Floresta abrigou 1º milharal, diz estudo
Floresta abrigou 1º milharal, diz estudo
Vestígios no México recuam em 1.100 anos a domesticação do cereal e questionam tese de que cultura surgiu no semiárido
Ambiente úmido, porém, impediu preservação das espigas, deixando como evidência de agricultura só resíduos microscópicos
RICARDO BONALUME NETO
DA REPORTAGEM LOCAL
O milho e a abóbora foram domesticados há pelo menos 8.700 anos nas florestas tropicais, segundo evidências encontradas em um abrigo rochoso no sul do México. Até agora achava-se que a origem dessas culturas agrícolas fosse a região do planalto semiárido.
No caso do milho, a descoberta recua em 1.100 anos os primeiros indícios de sua utilização -até agora datados de 7.600 anos atrás.
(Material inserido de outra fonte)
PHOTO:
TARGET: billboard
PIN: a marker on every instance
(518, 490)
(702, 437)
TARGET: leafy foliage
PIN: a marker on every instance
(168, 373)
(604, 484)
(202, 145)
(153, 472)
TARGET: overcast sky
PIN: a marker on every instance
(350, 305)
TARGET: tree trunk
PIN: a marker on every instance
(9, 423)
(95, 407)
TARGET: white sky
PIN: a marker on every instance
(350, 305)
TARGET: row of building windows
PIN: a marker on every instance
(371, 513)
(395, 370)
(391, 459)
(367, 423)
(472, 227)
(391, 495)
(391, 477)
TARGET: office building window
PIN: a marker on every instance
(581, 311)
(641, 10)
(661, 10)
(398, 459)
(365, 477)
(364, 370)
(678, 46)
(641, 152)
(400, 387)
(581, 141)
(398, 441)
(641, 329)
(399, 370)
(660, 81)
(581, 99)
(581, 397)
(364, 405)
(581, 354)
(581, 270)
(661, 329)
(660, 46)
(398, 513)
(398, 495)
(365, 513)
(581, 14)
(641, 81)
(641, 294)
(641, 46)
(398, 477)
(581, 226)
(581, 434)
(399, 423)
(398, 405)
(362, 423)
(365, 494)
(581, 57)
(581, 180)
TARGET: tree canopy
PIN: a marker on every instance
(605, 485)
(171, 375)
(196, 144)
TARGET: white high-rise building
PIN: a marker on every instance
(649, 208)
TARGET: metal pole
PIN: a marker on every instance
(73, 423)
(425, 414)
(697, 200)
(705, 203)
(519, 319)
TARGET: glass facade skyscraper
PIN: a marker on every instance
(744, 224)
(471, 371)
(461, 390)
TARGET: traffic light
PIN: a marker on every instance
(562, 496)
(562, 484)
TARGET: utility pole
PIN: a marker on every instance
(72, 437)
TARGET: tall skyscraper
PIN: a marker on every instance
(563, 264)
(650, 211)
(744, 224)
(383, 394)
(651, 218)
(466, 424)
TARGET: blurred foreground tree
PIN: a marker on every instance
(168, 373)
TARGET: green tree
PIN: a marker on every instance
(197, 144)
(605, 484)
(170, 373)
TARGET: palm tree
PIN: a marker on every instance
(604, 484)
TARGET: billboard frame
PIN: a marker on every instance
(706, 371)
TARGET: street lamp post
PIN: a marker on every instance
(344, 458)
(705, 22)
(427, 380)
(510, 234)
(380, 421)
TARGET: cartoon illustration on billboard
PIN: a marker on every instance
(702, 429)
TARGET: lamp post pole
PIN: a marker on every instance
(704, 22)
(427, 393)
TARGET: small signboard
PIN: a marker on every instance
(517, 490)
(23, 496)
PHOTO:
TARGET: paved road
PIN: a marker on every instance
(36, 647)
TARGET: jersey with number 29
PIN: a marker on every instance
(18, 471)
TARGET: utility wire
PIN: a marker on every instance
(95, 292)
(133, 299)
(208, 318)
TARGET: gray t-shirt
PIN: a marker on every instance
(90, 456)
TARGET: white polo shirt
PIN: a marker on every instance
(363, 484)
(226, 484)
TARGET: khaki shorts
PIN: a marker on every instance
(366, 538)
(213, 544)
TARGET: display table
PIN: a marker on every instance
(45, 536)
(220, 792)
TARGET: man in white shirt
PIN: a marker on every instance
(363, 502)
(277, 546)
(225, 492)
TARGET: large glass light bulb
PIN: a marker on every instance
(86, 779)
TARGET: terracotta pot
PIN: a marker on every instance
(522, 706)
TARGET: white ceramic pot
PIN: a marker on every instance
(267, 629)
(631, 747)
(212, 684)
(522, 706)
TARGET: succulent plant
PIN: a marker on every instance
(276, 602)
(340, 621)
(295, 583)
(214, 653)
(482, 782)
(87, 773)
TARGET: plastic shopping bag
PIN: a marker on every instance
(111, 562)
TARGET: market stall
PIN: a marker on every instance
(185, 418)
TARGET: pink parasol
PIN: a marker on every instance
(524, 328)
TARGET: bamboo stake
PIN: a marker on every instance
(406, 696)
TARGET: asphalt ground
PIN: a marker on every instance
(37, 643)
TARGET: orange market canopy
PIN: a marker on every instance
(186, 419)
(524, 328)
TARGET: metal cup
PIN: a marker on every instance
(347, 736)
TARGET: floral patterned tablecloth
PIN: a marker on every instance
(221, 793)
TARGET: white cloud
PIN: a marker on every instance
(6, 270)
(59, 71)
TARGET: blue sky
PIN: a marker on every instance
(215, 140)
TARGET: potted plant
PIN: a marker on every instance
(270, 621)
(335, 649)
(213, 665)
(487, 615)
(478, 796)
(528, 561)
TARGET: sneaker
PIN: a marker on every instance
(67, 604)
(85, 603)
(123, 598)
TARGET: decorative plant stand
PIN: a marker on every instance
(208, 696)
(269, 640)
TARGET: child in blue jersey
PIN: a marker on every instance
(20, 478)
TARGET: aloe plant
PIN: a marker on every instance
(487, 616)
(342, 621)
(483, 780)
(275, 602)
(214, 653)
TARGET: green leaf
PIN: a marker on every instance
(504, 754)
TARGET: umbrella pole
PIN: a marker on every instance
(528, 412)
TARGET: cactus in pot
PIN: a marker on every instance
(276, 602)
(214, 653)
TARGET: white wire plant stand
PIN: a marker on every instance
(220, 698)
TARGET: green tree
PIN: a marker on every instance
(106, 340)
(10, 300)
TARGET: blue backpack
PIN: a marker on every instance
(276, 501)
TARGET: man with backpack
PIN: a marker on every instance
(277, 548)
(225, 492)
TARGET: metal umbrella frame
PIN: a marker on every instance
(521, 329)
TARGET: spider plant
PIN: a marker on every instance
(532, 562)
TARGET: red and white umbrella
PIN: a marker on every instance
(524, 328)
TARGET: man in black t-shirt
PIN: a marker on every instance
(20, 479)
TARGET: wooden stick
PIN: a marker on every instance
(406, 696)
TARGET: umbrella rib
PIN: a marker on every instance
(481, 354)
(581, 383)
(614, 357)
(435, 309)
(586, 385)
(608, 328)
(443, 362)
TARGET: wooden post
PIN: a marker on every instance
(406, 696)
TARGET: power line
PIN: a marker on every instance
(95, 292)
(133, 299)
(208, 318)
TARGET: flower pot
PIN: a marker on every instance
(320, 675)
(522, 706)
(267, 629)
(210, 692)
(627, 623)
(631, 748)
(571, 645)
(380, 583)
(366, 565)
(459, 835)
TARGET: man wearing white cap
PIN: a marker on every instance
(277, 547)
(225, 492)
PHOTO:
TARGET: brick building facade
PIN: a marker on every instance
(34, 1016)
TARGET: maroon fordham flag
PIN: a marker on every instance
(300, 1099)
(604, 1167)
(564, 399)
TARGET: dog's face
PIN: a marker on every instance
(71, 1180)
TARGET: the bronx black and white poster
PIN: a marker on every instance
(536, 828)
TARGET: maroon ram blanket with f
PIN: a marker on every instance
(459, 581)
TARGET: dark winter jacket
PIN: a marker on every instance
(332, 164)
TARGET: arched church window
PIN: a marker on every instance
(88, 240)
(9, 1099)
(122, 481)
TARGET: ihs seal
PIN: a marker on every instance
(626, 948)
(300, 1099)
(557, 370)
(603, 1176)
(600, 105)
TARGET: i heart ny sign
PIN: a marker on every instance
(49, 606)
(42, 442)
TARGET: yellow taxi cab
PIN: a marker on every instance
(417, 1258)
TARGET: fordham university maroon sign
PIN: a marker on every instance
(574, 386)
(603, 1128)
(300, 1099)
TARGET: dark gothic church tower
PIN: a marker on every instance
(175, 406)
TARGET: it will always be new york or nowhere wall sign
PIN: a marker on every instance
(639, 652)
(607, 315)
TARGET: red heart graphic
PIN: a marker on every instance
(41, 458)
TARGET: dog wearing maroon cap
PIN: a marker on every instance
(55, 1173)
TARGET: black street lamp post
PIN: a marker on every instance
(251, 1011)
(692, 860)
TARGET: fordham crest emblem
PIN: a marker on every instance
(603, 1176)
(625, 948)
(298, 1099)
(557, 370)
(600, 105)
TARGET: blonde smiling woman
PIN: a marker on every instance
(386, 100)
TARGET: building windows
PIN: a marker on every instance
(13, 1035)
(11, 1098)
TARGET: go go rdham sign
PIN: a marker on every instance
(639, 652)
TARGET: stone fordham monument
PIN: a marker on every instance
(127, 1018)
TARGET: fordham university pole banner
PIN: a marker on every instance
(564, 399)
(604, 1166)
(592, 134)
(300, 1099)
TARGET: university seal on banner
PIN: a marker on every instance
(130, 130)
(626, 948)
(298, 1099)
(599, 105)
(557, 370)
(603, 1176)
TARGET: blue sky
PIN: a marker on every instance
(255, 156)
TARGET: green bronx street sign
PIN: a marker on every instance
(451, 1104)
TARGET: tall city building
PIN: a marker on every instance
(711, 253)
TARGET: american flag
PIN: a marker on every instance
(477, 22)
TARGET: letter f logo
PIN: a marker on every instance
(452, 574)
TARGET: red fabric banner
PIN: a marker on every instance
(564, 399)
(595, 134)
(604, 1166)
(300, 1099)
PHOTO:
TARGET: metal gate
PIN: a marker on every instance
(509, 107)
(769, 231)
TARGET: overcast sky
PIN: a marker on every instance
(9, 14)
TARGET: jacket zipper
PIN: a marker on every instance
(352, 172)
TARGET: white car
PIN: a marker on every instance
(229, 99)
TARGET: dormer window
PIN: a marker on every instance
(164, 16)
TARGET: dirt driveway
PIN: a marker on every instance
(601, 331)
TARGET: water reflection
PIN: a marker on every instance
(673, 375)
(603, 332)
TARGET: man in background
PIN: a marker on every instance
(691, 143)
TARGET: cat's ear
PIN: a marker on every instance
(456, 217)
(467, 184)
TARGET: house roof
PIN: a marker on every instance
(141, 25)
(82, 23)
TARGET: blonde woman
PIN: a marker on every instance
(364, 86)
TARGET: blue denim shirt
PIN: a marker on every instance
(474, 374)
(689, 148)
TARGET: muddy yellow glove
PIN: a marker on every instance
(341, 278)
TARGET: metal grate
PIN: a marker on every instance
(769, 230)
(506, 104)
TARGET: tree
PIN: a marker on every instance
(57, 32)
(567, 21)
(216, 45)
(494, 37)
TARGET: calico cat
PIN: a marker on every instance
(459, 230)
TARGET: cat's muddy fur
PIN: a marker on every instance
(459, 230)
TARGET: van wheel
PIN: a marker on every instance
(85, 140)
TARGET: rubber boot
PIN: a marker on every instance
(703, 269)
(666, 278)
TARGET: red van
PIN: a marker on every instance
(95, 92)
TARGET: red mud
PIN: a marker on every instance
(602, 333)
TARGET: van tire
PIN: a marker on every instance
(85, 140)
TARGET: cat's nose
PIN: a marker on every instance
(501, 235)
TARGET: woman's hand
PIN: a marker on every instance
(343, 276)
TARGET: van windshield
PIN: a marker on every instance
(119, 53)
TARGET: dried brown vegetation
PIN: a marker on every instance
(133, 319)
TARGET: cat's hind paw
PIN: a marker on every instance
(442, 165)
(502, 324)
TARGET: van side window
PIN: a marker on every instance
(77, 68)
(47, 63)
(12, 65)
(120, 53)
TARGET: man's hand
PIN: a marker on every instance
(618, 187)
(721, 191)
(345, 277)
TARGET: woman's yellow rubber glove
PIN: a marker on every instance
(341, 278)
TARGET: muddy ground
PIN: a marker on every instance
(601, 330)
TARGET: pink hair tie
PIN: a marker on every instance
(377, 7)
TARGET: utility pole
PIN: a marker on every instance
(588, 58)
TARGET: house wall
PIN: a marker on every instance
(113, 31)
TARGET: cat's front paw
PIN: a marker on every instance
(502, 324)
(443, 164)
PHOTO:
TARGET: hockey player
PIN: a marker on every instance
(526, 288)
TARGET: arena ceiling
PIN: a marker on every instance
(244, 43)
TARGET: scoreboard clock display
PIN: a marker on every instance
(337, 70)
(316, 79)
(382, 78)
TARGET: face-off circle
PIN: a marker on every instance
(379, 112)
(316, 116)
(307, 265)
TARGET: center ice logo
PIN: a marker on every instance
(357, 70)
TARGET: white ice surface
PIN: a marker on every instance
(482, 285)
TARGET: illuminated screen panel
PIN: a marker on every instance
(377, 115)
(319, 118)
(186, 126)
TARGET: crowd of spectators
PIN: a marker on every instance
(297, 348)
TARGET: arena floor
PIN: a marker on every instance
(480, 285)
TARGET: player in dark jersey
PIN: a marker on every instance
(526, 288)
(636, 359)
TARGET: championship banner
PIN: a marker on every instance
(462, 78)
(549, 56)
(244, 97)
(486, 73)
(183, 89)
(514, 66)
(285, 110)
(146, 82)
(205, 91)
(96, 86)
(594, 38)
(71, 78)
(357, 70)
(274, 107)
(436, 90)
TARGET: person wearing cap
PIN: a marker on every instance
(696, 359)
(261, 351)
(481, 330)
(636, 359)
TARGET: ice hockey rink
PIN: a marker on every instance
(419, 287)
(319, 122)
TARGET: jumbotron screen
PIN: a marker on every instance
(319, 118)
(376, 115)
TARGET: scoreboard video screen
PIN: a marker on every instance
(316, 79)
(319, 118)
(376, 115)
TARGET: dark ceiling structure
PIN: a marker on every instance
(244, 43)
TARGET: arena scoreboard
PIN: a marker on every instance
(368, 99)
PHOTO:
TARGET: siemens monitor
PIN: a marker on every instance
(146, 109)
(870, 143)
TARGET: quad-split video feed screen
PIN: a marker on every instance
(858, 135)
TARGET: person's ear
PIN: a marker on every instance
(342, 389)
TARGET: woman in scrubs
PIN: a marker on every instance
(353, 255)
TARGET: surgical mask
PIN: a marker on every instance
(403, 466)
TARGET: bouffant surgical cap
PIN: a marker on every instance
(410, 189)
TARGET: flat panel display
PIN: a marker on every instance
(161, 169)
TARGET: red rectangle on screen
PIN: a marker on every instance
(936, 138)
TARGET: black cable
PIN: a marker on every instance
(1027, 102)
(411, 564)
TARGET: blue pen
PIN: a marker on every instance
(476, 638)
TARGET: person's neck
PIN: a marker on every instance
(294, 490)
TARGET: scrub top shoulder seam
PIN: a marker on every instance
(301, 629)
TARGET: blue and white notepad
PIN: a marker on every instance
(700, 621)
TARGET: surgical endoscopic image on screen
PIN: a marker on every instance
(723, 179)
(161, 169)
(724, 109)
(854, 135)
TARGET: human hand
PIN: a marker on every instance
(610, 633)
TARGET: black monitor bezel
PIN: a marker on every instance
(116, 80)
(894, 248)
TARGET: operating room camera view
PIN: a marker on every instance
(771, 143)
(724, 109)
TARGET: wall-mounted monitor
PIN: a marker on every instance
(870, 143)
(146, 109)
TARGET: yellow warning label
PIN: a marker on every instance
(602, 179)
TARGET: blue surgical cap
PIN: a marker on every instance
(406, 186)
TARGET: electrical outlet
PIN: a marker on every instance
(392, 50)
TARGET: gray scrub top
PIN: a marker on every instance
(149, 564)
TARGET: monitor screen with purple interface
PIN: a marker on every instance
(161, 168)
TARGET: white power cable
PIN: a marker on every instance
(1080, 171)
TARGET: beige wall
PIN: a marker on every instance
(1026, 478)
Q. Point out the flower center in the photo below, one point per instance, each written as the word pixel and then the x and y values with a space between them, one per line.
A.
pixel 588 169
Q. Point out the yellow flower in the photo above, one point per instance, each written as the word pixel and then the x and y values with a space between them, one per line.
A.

E a data também é 2.500 anos mais antiga que o primeiro uso de milho no planalto mexicano.
O milho descende de um capim selvagem, o teosinto, que os antigos índios selecionaram artificialmente para produzir variedades melhoradas.
"Milho e também possivelmente a abóbora Cucurbita argyrosperma se juntam a um número crescente de plantas agrícolas importantes que se demonstrou terem sido cultivadas e domesticadas no México e na América do Sul entre 10.000 e 7.500 anos atrás, na mesma época em que a agricultura emergiu no Velho Mundo", escreveram os autores em um dos dois artigos sobre a descoberta publicados na última edição da revista científica "PNAS" (www.pnas.org).
Um dos artigos, cujo principal autor é Anthony Ranere, da Universidade Temple (EUA), trata da arqueologia do abrigo rochoso de Xihuatoxtla; o outro trata especificamente das evidências botânicas dessa alimentação pré-histórica: restos de amido e fitólitos (minerais microscópicos presentes em plantas), encontrados em ferramentas de pedra usadas na moagem dos grãos.
Ocultação de evidência
"Parece que os antigos agricultores que nós documentamos no vale do rio Balsas consumiam rotineiramente abóbora e milho domesticados, junto com outras plantas como palmeiras, inhames, legumes e provavelmente outros alimentos que não são tão visíveis no registro porque não produzem fitólitos e grãos de amido identificáveis, ou não eram processados antes de comidos", disse à Folha a principal autora do segundo artigo, Dolores Piperno, arqueobotânica do Museu Nacional de História, Natural, de Washington, e do Instituto Smithsonian de Pesquisa Tropical, do Panamá.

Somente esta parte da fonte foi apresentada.